Apportant avec lui une paire de bifaces de la préhistoire, "le premier outil de l’histoire, mais pas un instrument de guerre", Jacques Cheminade a longuement évoqué la finance lors de son passage, pointant du doigt "une dette de 239 milliards en 1979, de 2900 milliards aujourd'hui, et entre-temps une dépense de 1400 milliards d'intérêts en empruntant". Regrettant que "le vrai représentant de l’Europe aujourd’hui [soit] Mario Draghi à la BCE", il a proposé la création d'une "banque nationale représentée dans son conseil par toutes les catégories de la population".  

Lors de sa carte blanche, Jacques Cheminade a insisté sur la culture et l’éducation, en proposant notamment d'augmenter le budget de la culture à 2% du PIB. "C’est une priorité : quand les enfants pensent, la société s’améliore", a-t-il expliqué. Celui qui se présente pour la troisième fois à l'élection présidentielle plaide également pour une réforme de la justice, à laquelle "70 % des Français ne croient pas".

Jean Lassalle

De son côté, Jean Lassalle a apporté avec lui deux livres, l'un sur sa marche à la rencontre des Français, l'autre sur sa rencontre avec des Européens. "Je veux redonner à la France un espace politique économique et financier qu’elle n’a plus", a-t-il posé d'emblée, avant d'indiquer vouloir "retirer nos troupes du Proche-Orient, car elles électrisent les deux cotés de la Méditerranée, et relancer la diplomatie française, qui fut l’une des meilleures des siècles durant". L'élu du sud-ouest s'est ensuite longuement expliqué sur sa rencontre passée avec Bachar el-Assad. "Je suis allé en Syrie en 1990 et en 1994, comme au Liban. J’avais découvert plus de mini-jupes à Alep que de voiles islamiques. Pourquoi avons-nous fermé notre ambassade à Damas et tous nos consulats ? Et puis j’ai vu les contrats faramineux d’armes à l’Arabie saoudite et au Qatar, dont personne n’ignore les liens qui les unissent à Daesh et al-Nostra. Donc je suis allé sur le terrain voir ce qu’il en était", s'est-il justifié.

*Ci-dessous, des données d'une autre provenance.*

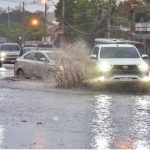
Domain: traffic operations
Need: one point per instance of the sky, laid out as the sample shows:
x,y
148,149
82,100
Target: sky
x,y
30,7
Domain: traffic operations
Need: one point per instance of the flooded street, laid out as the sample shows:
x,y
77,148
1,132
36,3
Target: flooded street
x,y
33,116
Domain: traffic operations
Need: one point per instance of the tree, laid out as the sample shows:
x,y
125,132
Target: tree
x,y
85,19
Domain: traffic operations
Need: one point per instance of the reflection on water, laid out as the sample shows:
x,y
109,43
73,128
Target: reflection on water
x,y
121,122
101,123
39,139
1,134
141,122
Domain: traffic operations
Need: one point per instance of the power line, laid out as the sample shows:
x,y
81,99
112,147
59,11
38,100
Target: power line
x,y
51,3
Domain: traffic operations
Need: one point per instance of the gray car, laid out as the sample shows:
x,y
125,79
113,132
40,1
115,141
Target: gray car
x,y
36,63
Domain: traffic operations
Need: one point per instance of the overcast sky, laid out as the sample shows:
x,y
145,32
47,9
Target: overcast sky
x,y
30,7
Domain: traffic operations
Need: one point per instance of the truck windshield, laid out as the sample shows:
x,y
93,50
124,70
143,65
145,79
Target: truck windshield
x,y
119,52
10,47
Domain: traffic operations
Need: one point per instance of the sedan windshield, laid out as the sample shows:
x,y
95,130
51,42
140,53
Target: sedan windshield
x,y
55,55
119,52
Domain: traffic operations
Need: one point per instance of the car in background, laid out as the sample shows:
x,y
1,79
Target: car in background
x,y
28,49
36,63
9,53
120,63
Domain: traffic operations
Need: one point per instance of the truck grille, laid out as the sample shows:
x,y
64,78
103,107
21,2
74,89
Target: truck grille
x,y
125,70
10,58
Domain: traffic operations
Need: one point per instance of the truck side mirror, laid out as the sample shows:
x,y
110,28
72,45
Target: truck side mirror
x,y
93,57
144,56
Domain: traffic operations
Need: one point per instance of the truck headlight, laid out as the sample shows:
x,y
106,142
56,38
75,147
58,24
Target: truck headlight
x,y
143,67
3,54
104,67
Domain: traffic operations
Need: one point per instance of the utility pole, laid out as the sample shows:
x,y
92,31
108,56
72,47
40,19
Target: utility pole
x,y
133,13
109,19
8,9
63,20
45,20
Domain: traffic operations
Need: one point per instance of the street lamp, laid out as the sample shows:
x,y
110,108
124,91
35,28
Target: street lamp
x,y
34,22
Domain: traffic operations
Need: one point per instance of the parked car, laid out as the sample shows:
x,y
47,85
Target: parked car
x,y
120,62
27,49
8,53
35,63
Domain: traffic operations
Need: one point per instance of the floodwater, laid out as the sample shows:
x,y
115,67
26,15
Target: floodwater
x,y
35,117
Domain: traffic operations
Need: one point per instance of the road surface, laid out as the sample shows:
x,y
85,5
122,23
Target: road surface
x,y
35,116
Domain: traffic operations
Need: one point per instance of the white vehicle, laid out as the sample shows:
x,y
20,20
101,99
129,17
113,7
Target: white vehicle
x,y
36,63
9,53
120,62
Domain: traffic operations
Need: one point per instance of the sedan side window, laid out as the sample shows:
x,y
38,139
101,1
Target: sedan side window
x,y
30,56
39,56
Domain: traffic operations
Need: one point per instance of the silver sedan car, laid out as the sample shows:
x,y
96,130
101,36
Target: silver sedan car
x,y
36,63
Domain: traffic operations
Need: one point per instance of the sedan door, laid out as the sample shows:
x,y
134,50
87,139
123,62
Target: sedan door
x,y
29,64
42,64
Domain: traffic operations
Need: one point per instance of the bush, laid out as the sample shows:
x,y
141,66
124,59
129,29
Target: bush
x,y
74,66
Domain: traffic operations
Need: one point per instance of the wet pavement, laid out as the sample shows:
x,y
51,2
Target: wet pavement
x,y
32,117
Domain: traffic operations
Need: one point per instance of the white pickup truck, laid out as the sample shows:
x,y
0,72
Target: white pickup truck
x,y
120,63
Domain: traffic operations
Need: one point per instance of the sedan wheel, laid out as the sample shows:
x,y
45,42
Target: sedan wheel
x,y
20,73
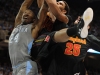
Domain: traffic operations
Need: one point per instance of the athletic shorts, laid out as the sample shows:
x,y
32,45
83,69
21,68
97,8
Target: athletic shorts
x,y
26,68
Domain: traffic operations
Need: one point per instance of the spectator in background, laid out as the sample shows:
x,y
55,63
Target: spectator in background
x,y
2,34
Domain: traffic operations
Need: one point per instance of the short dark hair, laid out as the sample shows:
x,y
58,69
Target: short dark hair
x,y
66,7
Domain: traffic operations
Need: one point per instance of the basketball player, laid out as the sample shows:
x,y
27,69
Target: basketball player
x,y
69,56
44,32
49,25
26,30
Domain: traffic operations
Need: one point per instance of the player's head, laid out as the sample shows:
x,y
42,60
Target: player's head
x,y
63,7
28,17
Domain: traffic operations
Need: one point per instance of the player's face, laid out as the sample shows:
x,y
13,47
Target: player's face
x,y
27,17
61,5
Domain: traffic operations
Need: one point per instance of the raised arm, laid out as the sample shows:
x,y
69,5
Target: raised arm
x,y
56,11
25,5
41,17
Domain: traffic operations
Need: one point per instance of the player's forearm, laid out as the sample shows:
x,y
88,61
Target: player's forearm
x,y
27,3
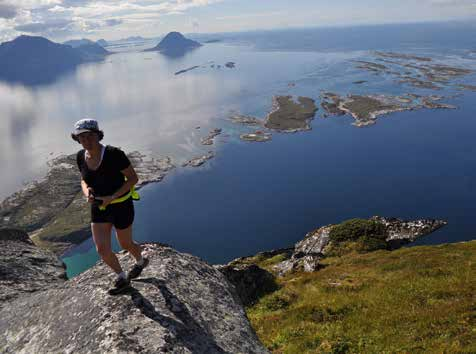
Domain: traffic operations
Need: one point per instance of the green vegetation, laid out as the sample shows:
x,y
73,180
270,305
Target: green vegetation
x,y
291,115
364,107
413,300
358,235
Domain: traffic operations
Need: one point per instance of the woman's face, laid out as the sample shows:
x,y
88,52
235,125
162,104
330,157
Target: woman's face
x,y
88,140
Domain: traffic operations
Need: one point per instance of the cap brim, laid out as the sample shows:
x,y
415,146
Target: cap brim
x,y
80,131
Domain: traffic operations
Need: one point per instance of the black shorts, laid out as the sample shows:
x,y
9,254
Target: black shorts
x,y
121,215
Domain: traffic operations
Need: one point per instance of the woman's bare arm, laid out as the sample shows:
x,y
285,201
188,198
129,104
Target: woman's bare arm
x,y
132,180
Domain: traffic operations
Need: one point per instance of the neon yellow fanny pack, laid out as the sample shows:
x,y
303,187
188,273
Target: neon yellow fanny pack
x,y
132,193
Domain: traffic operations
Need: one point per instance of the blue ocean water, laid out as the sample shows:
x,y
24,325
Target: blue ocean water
x,y
253,197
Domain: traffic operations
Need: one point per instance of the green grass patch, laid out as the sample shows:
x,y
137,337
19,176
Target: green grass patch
x,y
413,300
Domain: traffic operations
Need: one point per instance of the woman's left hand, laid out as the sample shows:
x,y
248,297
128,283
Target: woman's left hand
x,y
106,200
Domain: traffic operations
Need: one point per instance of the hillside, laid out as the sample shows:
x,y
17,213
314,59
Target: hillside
x,y
175,43
413,300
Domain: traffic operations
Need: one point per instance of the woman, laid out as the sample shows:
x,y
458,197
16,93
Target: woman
x,y
107,179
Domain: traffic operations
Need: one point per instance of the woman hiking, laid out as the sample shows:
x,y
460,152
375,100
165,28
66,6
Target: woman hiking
x,y
107,180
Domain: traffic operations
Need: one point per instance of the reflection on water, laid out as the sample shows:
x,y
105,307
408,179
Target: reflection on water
x,y
141,104
253,197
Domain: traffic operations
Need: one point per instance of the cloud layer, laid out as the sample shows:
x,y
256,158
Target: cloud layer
x,y
65,19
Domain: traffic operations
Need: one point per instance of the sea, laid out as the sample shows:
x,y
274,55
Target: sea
x,y
253,197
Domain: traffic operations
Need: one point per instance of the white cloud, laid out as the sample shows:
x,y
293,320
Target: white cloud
x,y
84,16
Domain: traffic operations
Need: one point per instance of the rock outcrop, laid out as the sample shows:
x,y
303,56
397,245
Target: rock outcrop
x,y
313,247
180,304
250,281
25,268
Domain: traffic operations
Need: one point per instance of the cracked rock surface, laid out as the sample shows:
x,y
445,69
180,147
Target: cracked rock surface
x,y
25,268
179,304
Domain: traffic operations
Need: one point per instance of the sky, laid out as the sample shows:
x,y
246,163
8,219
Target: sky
x,y
114,19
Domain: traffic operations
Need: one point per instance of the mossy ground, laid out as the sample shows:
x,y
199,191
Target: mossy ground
x,y
414,300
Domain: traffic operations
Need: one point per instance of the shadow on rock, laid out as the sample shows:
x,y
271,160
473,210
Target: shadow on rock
x,y
186,332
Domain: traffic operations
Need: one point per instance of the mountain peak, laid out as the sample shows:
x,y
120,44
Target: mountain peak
x,y
175,42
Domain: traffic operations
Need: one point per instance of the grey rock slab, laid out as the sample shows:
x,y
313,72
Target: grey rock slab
x,y
180,304
25,268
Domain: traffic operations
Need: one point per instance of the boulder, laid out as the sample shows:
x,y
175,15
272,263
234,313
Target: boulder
x,y
180,304
312,248
25,268
250,281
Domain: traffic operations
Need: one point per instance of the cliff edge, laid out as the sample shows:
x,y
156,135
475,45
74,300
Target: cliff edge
x,y
179,305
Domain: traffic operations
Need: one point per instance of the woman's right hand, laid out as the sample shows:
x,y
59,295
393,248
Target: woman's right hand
x,y
90,196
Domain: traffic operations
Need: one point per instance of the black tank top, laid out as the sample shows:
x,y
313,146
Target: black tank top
x,y
107,179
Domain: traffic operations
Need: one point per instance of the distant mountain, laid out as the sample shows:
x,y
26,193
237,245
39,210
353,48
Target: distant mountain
x,y
75,43
37,60
175,43
134,39
92,52
102,43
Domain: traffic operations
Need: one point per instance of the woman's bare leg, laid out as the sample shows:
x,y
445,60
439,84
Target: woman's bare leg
x,y
102,239
124,237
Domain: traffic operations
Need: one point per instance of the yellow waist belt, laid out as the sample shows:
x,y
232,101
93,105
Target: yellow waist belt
x,y
132,193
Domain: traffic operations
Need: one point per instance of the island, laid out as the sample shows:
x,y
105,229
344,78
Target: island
x,y
34,61
53,210
257,136
174,43
199,160
416,71
365,109
209,139
287,115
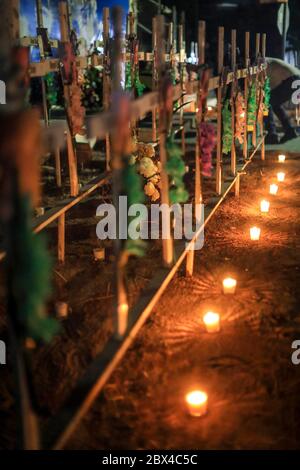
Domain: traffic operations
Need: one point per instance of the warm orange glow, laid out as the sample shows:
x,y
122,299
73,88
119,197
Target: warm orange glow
x,y
273,189
122,319
264,206
229,285
197,403
255,233
212,322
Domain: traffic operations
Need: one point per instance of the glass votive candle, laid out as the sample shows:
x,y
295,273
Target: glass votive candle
x,y
196,402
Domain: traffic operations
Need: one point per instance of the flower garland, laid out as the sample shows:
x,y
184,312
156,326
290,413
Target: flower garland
x,y
175,169
30,272
133,190
138,86
207,143
92,89
128,77
240,112
149,168
252,105
51,87
227,137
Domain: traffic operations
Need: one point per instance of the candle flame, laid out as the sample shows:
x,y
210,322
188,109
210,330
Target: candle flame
x,y
273,189
229,282
196,398
280,176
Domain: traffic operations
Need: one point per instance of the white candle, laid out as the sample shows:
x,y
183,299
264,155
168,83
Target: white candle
x,y
273,189
255,233
122,319
99,254
280,176
212,322
196,403
62,309
264,206
229,285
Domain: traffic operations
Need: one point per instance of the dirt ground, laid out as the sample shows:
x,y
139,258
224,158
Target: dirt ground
x,y
246,369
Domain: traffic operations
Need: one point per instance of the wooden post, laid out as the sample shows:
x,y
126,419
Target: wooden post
x,y
256,80
27,428
61,245
174,20
190,259
72,161
121,132
106,84
219,112
40,23
65,37
154,76
246,90
233,97
263,53
167,244
57,167
181,65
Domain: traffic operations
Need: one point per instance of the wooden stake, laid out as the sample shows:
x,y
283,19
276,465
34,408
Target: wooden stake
x,y
106,81
121,307
167,244
219,112
57,167
72,161
61,245
154,77
246,91
71,144
233,96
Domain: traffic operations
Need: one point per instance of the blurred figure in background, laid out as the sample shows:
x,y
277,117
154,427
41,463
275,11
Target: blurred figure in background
x,y
282,76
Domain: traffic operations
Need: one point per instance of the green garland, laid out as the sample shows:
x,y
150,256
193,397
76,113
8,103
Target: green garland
x,y
92,89
175,169
51,87
227,127
128,79
267,94
137,84
135,195
252,106
29,276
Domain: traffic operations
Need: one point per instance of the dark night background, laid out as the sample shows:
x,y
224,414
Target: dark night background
x,y
243,15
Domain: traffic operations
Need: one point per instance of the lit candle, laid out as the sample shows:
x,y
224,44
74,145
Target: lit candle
x,y
99,254
197,403
264,206
122,319
212,322
280,176
255,233
273,189
229,285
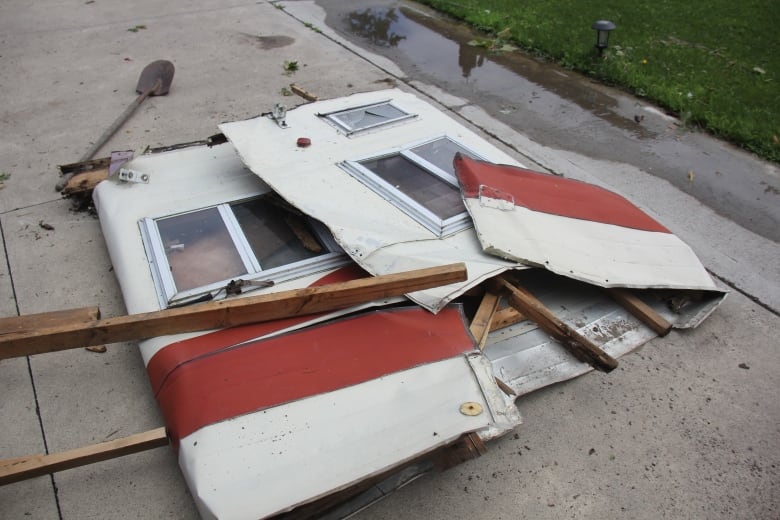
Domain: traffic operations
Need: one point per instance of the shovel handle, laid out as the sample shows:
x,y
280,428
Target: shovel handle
x,y
111,130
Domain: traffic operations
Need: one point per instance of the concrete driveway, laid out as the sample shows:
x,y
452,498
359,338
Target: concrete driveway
x,y
687,428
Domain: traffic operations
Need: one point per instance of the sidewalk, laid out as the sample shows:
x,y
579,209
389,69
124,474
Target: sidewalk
x,y
678,430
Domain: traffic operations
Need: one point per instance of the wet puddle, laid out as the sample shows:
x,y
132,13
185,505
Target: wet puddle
x,y
433,46
558,108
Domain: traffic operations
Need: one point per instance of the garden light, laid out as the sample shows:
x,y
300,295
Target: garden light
x,y
603,28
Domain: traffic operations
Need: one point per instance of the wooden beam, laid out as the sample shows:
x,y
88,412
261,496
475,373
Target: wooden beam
x,y
506,317
48,319
305,94
226,313
22,468
580,346
641,311
84,182
480,325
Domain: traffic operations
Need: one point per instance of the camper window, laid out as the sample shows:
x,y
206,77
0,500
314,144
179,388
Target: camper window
x,y
419,180
365,117
197,253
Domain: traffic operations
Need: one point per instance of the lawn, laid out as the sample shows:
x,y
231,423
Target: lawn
x,y
714,64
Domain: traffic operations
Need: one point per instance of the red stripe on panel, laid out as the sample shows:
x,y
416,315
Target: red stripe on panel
x,y
307,362
553,195
166,359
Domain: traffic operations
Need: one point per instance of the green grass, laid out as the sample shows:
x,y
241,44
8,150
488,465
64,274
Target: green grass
x,y
714,63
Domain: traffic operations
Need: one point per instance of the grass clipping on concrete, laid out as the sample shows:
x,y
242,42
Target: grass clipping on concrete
x,y
715,64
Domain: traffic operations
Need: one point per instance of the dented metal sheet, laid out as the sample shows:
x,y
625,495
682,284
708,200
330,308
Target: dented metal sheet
x,y
574,229
378,235
331,395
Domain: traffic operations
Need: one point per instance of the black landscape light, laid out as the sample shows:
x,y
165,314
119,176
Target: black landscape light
x,y
603,28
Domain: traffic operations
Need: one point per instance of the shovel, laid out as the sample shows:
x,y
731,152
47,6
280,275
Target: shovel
x,y
155,80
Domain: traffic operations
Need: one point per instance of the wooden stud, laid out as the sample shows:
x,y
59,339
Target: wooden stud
x,y
226,313
22,468
84,182
31,322
480,325
641,311
580,346
305,94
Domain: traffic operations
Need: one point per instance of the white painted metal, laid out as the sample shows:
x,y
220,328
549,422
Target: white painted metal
x,y
354,433
261,463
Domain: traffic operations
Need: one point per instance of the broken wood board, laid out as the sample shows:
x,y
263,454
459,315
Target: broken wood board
x,y
305,94
641,311
31,322
22,468
480,325
506,317
580,346
226,313
84,182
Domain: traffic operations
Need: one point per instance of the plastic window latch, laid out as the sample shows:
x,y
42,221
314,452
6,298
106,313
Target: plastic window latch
x,y
278,114
128,175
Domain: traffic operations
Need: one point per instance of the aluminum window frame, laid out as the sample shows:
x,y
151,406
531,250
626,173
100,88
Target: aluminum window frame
x,y
165,286
350,130
417,211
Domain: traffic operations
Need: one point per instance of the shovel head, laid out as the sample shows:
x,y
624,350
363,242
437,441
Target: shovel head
x,y
156,78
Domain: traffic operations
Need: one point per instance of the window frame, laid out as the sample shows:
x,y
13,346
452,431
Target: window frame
x,y
417,211
165,286
349,130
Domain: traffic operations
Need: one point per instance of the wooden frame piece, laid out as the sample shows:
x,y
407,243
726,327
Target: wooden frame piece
x,y
480,325
226,313
31,322
641,310
580,346
22,468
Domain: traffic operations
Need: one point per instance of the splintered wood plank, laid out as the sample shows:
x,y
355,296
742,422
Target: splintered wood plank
x,y
31,322
22,468
641,311
580,346
226,313
84,182
506,317
480,325
305,94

Pour sa carte blanche, Jean Lassalle annonce vouloir "réunir la France, ce pays en a besoin" et faire des campagnes de France une "grande cause nationale, alors que 260 exploitations agricoles ferment toutes les semaines". Il ne souhaite pas sortir de l'Union européenne mais revenir à une Europe des nations. "Cela fait 25 ans que ce rêve exceptionnel s’évanouit devant nos yeux. Les Européens n’en peuvent plus, n’ont plus de gouvernement chez eux. Je veux fonctionner sous l’égide de l’Europe des nations", a-t-il indiqué.

François Fillon

Dernier candidat à s’exprimer devant Léa Salamé et David Pujadas, François Fillon n’a, lui, apporté aucun objet car il n’est "pas fétichiste", préférant évoquer la fusillade des Champs-Elysées. "La nation est solidaire avec les policiers ce soir. En face d’un acte dont on ne peut pas qualifier la nature mais qui ressemble terriblement à un acte terroriste, j’annule mes déplacements prévus demain dans ma campagne", a-t-il indiqué. Axant une grande partie de son intervention sur la situation internationale et le terrorisme, le candidat Les Républicains a appelé à "lutter contre la montée du fondamentalisme à l’intérieur de la religion musulmane, ce qui pose le problème de tous ces penseurs radicaux qui influencent les musulmans".

Profitant de sa carte blanche pour évoquer "l'unité de la nation", il a assuré vouloir que "l’école de la République apprenne les fondamentaux mais aussi une histoire qui fasse que les jeunes Français se sentent membres d’une communauté nationale et qu’ils en soient fiers". Il souhaite par ailler "aider les musulmans de France à éradiquer l’intégrisme qui gagne du terrain à l’intérieur de cette religion".